Option B: Via Fabric UI

  1. Open lakehouse in Fabric portal
  2. Click Settings (gear icon)
  3. Copy "Lakehouse ID" from properties

2. Common Schedule Configurations

NeedTypeKey field
Every hourCron"interval": 60
Daily at 2 AMDaily"times": ["02:00"]
Weekdays at 6 AMWeekly"times": ["06:00"], "weekdays": ["Monday","Friday"]
1st of each monthMonthly"recurrence": 1, "occurrence": {"occurrenceType": "DayOfMonth", "dayOfMonth": 1}

3. Monitor Job History

List recent refresh jobs (authenticate per COMMON-CLI.md § Quick Reference: az rest Template):

# See COMMON-CLI.md for authentication setup
az rest --resource https://api.fabric.microsoft.com \
  --url "https://api.fabric.microsoft.com/v1/workspaces/{workspaceId}/lakehouses/{lakehouseId}/jobs/refreshMaterializedLakeViews/instances" \
  --method GET

Note: The list instances API does not support OData query parameters ($top, $orderby, $filter). Sort and filter results client-side after retrieval. Use continuationToken for pagination.

4. Time Zone Considerations

Default: Schedules use UTC unless specified.

Best practice: Always specify timezone explicitly to avoid confusion:

{
  "configuration": {
    "localTimeZoneId": "Central Standard Time"
  }
}

Valid time zones: Windows time zone names (e.g., "Central Standard Time", "Pacific Standard Time", "India Standard Time"). Use the Windows Default Time Zones registry.

  • spark-authoring-cli: Create MLVs in Fabric Notebooks (authoring side)
  • check-updates: Verify skill package is up-to-date (run once per session)

Limitations & Future Roadmap

Current Limitations (as of 2026-06-18)

FeatureStatusWorkaround
List MLVs in lakehouse❌ API returns 404User provides table names manually
Get MLV lineage graph❌ API returns 404Use Fabric Lakehouse UI
Check data quality metrics❌ API returns 404Use Fabric Lakehouse UI
Verify schema support❌ Property missingAssume schemas enabled if MLVs work

What Works Today (full scheduling API coverage (Preview))

  • ✅ Create/list/update/delete schedules (5 APIs)
  • ✅ Trigger/monitor/cancel refresh jobs (4 APIs)
  • ✅ Full automation of refresh workflows
  • ✅ Human-in-the-loop safety confirmations
  • ✅ Iterative error handling

Planned (When REST APIs Ship)

  • MLV Discovery: Auto-list MLVs in a lakehouse
  • Lineage Tracing: Show dependency graphs
  • Data Quality: Fetch DQ metrics programmatically
  • Schema Verification: Check enableSchemas property

Agent design is forward-compatible: When APIs become available, add discovery capabilities without changing scheduling logic.

Conclusion

This skill provides validated automation for MLV refresh scheduling and monitoring using 100% REST API coverage.
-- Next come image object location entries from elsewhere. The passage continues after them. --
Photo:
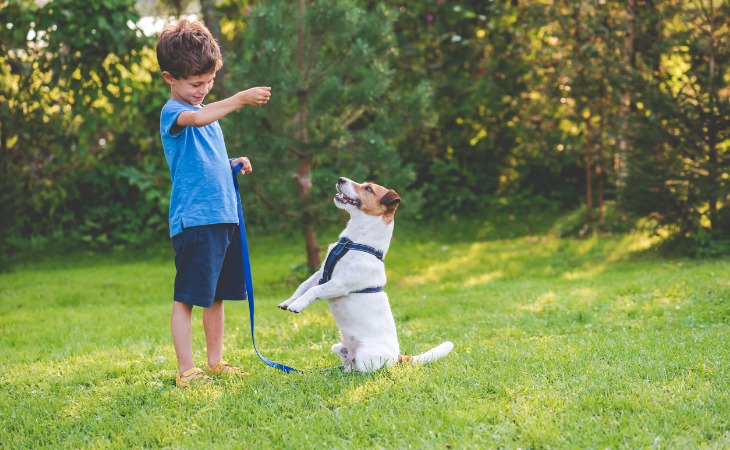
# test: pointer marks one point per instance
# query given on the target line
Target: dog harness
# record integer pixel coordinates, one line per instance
(343, 246)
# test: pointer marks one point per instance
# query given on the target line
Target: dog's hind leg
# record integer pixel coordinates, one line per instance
(341, 351)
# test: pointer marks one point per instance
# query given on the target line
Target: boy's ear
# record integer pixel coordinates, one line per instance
(169, 79)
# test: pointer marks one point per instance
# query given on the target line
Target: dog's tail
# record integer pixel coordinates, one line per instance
(429, 356)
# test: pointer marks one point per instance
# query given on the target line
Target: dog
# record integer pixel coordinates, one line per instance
(352, 277)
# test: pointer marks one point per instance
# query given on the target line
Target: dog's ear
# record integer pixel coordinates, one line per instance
(391, 199)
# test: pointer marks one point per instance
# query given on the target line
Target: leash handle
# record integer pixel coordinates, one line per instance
(248, 278)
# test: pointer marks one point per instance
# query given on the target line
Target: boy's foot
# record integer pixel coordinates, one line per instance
(223, 368)
(192, 376)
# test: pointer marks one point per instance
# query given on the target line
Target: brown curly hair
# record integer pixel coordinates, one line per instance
(186, 49)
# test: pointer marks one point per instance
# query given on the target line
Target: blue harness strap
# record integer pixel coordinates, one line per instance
(339, 250)
(249, 280)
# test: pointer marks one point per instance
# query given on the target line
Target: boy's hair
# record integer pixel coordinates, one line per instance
(187, 49)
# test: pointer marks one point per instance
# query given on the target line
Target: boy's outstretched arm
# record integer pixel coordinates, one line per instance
(257, 96)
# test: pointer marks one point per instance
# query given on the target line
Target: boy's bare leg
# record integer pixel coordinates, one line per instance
(181, 335)
(213, 322)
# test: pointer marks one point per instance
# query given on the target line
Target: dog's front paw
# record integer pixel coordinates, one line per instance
(285, 304)
(296, 306)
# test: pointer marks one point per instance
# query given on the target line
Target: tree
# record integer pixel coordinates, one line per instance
(331, 112)
(683, 128)
(72, 89)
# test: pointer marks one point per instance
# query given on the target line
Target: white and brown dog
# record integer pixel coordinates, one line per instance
(352, 278)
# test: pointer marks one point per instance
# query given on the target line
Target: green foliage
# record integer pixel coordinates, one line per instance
(458, 105)
(559, 344)
(78, 126)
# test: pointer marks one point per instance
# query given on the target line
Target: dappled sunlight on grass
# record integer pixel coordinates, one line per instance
(558, 343)
(545, 302)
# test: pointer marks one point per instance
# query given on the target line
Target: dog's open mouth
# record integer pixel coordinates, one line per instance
(342, 198)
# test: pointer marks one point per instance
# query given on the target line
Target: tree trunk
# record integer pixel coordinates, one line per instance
(303, 175)
(621, 159)
(589, 169)
(211, 20)
(713, 130)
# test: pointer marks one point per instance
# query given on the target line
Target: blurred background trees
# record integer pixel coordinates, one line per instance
(610, 110)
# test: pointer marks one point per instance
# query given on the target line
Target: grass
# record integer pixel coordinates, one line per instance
(597, 343)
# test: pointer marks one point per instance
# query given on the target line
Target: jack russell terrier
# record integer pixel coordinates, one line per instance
(352, 279)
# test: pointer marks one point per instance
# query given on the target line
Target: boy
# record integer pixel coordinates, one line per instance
(203, 208)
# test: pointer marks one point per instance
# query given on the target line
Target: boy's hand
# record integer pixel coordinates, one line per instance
(257, 96)
(245, 165)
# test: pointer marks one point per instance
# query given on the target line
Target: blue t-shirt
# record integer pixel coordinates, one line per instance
(202, 186)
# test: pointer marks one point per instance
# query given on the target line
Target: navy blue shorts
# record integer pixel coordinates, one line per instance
(208, 263)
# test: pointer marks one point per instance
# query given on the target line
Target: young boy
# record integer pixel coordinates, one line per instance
(203, 208)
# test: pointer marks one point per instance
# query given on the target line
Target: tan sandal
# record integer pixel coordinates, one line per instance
(223, 368)
(192, 376)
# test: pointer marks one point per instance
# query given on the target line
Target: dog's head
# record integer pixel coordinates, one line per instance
(368, 198)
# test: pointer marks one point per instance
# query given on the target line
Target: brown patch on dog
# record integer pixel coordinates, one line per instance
(375, 200)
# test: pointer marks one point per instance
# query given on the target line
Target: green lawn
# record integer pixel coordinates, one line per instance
(597, 343)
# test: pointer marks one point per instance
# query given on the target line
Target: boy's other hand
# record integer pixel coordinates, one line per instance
(257, 96)
(245, 165)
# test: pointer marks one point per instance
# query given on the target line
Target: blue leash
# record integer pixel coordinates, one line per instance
(247, 276)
While MLV discovery requires UI workarounds today, scheduling and job execution work as documented.

Design philosophy (inspired by Databricks Data Engineering Agent):

  • Human-in-the-loop confirmations for safety
  • Step-by-step planning for complex tasks
  • Iterative error handling with helpful suggestions
  • Transparent about limitations (no speculative workarounds)

Next steps: Use this skill to automate MLV refresh workflows. When discovery APIs ship, we'll extend the skill to eliminate manual lakehouse ID + table name input.